Os PersonagensAlê tem o sonho de se tornar escritor, mas após seu manuscrito ter sido recusado algumas vezes, ele já não tem tanta esperança de conseguir realizar seu sonho. Ele é daquele tipo de cara mais recluso, fica apenas com os amigos mais íntimos, de poucas palavras e um pouco estranho. Zac, melhor amigo do protagonista, já é bem diferente dele. Um cara popular, tanto nas amizades quanto com as meninas, Zac tem muita lábia e consegue manipular qualquer um muito bem - tanto que fez 8 outras pessoas toparem participar de uma roleta russa para acabarem com a própria vida. Cada um dos participantes tinha um motivo para estar ali e isso vai sendo revelado aos poucos ao longo do livro. Obviamente não há motivos no mundo capazes de justificar e fazer ficar "tudo bem" a decisão de um suicídio, mas conseguimos compreender o porquê de alguns deles terem decidido isso. Honestamente, eu não consegui me apegar a nenhum dos personagens, mas ainda foi bem chocante ler sobre a morte de cada um.

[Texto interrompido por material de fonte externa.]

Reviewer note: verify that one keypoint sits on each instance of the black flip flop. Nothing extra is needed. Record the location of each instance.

Capa, Diagramação e EscritaA capa segue o mesmo estilo de Jantar Secreto, o que provavelmente vai deixar a coleção do autor bem bonita na estante dos leitores (ainda mais se decidirem relançar Dias Perfeitos com uma capa no mesmo padrão), e todos os elementos remetem à história. A diagramação é simples e boa para leitura. A escrita do autor sempre conseguiu me prender muito, mas a enrolação do meio dessa história não me permitiu ficar vidrada nas páginas como normalmente eu ficaria, acredito por ser o primeiro livro que ele escreveu. Mesmo assim, ele soube criar bem o ambiente do porão e os sentimentos à flor da pele que aqueles personagens estavam sentindo. Além de tudo, ele é bem descritivo nas cenas sangrentas, e as desse livro podem ser bem perturbadoras, pois contém algumas mortes brutais e até mesmo necrofilia (o que não foi nenhum pouco agradável de ler).

Concluindo
Suicidas é um livro bom, mas não me agradou tanto quanto outros livros do autor que eu li, tanto pela enrolação de algumas partes, quanto pela falta de apego que eu senti em relação aos personagens. O final surpreende e é a melhor parte do livro, então vai de cada um decidir se vale a pena investir seu tempo na leitura.